Thursday, February 3, 2011

Behold the Mighty Tree Octopus



It seems there has been some confusion as to the existence of the magnificent critter living in the forests of the Pacific Northwest-- that's right, we're talking about the ever elusive tree octopus. From the website devoted to them:
he Pacific Northwest tree octopus (Octopus paxarbolis) can be found in the temperate rainforests of the Olympic Peninsula on the west coast of North America. Their habitat lies on the Eastern side of the Olympic mountain range, adjacent to Hood Canal. These solitary cephalopods reach an average size (measured from arm-tip to mantle-tip,) of 30-33 cm. Unlike most other cephalopods, tree octopuses are amphibious, spending only their early life and the period of their mating season in their ancestral aquatic environment. Because of the moistness of the rainforests and specialized skin adaptations, they are able to keep from becoming desiccated for prolonged periods of time, but given the chance they would prefer resting in pooled water.

An intelligent and inquisitive being (it has the largest brain-to-body ratio for any mollusk), the tree octopus explores its arboreal world by both touch and sight. Adaptations its ancestors originally evolved in the three dimensional environment of the sea have been put to good use in the spatially complex maze of the coniferous Olympic rainforests. The challenges and richness of this environment (and the intimate way in which it interacts with it,) may account for the tree octopus's advanced behavioral development. (Some evolutionary theorists suppose that "arboreal adaptation" is what laid the groundwork in primates for the evolution of the human mind.)

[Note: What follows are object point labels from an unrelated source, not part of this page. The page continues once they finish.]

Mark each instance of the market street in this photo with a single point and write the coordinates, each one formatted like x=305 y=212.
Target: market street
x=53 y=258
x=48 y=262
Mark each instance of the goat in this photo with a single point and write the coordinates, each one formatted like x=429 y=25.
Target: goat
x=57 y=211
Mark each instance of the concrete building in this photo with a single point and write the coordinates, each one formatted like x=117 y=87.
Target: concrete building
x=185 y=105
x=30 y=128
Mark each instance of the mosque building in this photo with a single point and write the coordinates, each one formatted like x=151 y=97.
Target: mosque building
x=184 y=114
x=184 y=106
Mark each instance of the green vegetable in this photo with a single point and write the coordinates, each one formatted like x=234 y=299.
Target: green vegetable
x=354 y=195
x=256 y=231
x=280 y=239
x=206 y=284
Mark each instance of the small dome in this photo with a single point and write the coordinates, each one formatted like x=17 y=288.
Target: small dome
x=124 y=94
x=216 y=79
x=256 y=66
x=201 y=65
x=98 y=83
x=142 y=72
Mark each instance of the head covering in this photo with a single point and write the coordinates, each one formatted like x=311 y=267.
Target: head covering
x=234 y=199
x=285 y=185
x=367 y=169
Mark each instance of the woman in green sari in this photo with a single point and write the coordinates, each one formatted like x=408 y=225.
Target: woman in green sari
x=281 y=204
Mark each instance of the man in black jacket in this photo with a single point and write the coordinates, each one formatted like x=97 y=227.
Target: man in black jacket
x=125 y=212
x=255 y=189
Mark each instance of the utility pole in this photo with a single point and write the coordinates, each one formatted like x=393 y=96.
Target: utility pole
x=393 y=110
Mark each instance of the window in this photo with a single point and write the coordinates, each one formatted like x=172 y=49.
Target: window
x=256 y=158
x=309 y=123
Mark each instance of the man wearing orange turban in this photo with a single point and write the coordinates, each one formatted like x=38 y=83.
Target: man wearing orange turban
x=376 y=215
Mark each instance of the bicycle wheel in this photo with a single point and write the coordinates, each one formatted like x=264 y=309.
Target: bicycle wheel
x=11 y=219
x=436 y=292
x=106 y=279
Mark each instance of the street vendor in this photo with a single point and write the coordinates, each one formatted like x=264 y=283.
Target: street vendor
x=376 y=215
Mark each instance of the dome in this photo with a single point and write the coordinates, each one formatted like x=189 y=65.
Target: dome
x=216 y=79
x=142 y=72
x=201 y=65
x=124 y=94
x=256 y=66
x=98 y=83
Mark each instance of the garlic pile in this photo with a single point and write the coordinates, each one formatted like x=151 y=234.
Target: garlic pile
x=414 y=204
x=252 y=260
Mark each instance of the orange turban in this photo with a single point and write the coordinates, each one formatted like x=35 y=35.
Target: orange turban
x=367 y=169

Now some people are going so far as to say that the regal tree octopus doesn't exist. Well, we can tell you categorically that it does. The species actually had its genesis when a certain annoying classmate of the Wicked Witch of West Texas, formerly known as the Wicked Witch of Western Washington, and before that as the Wicked Witch of Walla Walla, did one too many underarm farts in Spanish class.

The other thing this study highlights is the importance of lying to kids constantly. We've actually studied the effects of constant tall tales on the child brain and found that the more kids are fibbed to the more they learn to question EVERYTHING. True, they eventually won't believe you when you tell them real, and even extremely mundane, facts until they check several sources, but then, isn't that sort of a good thing?